Ensure you limit the permissions on this file using chmod 600 ~/.pgpass, otherwise no tools will use it due to its insecurity.

You don't pass database passwords to analytics_toolbox. Instead we leverage pgpass. Simply paste a record for each database in a text file ~/.pgpass with the following information.

Slack Connections

Our Slack APIs use Slack Bot OAuth Tokens.

Create an OAuth token and save it to a variable called bot_user_oauth_token. You can store the token in a config section named whatever you want.

[company_slack]
oauth_token = 943f-1ji23ojf-43gjio3j4gio2-2fjoi23jfi23hio

[personal_slack]
oauth_token = 943f-dfase3-basf234234-fw4230kf230kf023k023

Usage Examples

Querying Multiple Databases & Moving Data

Our import is both useful and classy enough to be jammed up at the top with yourpds, nps and plts.

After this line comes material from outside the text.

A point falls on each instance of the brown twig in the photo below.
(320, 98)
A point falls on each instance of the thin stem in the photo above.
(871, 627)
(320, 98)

import analytics_toolbox as atb

And then you simply create a database pool object with your Config File. It loads up all the goodies.

db = atb.DBConnector('../atb_config_template.ini')

db
{   'dev_db': <analytics_toolbox.connector.DatabaseConnection object at 0x11698bc88>,
    'prod_db': <analytics_toolbox.connector.DatabaseConnection object at 0x1169d8198>}

Now we can query any of our databasese easily!

# reference with the config file keyname 
db['dev_db'].qry('select * from pg_class limit 5')
db['prod_db'].qry('select * from pg_class limit 5')

# or if config file section is pythonic, use its name just like pandas!